LAUSR

Streptococcus gallolyticus subspecies gallolyticus (Sgg) has a strong clinical association with colorectal cancer (CRC) and actively promotes the development of colon tumors. Previous work showed that this organism stimulated the proliferation of CRC cells. However, the molecular mechanism underlying this ability was unknown. The extracellular matrix (ECM) is an important regulator of cell proliferation. Here, we found that Sgg upregulates the expression of several types of collagens in HT29 and HCT116 cells, with type VI collagen (ColVI) being the highest upregulated collagen. Knockdown of ColVI abolished the ability of Sgg to induce host cell proliferation. Our data further showed the ECM by itself is a direct mediator of Sgg-induced cell proliferation. This is evidenced by the effect of decellularized matrix (dc-matrix), which is free of bacteria or cells. Dc-matrix from Sgg-treated cells showed a significantly higher pro-proliferative activity than that from untreated cells or cells treated with the control bacteria.

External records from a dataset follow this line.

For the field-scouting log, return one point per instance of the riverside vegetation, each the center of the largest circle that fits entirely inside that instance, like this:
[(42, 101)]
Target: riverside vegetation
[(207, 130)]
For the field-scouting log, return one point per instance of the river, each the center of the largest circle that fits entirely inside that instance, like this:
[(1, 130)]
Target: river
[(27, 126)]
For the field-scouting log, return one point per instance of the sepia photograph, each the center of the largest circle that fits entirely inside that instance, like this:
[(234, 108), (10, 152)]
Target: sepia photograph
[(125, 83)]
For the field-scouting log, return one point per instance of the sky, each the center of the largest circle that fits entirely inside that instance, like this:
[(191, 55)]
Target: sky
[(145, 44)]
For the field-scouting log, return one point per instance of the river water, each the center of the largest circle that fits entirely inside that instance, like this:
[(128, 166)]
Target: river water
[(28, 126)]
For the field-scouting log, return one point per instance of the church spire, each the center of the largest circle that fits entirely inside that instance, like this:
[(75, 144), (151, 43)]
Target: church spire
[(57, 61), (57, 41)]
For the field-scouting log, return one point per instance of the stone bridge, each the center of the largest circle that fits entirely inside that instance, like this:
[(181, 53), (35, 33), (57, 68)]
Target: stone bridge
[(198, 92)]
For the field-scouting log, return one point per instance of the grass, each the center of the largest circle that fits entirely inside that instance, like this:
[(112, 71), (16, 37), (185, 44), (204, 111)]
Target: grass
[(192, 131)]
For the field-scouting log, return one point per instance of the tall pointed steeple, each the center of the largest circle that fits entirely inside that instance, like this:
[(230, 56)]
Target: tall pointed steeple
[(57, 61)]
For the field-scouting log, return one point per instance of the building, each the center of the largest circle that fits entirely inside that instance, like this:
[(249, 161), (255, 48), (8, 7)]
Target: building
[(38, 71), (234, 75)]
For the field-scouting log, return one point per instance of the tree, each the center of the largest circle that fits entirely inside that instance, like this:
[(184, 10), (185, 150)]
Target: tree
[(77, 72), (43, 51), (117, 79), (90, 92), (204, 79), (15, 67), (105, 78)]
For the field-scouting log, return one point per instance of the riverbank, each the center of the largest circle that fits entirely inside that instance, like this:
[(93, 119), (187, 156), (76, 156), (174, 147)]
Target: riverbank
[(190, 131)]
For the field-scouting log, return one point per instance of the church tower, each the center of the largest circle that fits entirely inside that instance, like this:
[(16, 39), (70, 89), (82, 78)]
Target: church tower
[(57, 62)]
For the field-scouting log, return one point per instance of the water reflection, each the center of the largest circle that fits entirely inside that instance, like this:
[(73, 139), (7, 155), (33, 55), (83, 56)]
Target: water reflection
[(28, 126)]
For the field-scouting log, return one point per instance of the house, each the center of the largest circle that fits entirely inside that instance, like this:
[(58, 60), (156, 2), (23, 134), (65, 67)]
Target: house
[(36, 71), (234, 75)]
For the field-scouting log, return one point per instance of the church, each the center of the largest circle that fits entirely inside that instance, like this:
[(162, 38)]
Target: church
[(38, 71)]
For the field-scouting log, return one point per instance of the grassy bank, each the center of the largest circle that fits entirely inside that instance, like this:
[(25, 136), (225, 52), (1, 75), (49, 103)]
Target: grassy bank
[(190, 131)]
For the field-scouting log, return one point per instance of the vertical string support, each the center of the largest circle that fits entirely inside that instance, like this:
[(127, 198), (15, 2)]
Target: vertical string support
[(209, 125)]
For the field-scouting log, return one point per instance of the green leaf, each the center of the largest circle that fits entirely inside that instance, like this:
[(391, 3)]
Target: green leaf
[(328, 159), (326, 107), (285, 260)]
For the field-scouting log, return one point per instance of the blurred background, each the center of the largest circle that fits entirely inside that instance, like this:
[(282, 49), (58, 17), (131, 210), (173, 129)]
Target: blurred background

On the other hand, dc-matrix from Sgg-treated ColVI knockdown cells showed no difference in the capacity to support cell proliferation compared to that from ColVI knockdown cells incubated in media only, suggesting the importance of matrix composition and property in this process. In addition, we showed that ColVI is important for Sgg to promote tumor growth in vivo. Taken together, the results reveal a novel mechanism in which Sgg stimulates CRC proliferation through modulation of the ECM.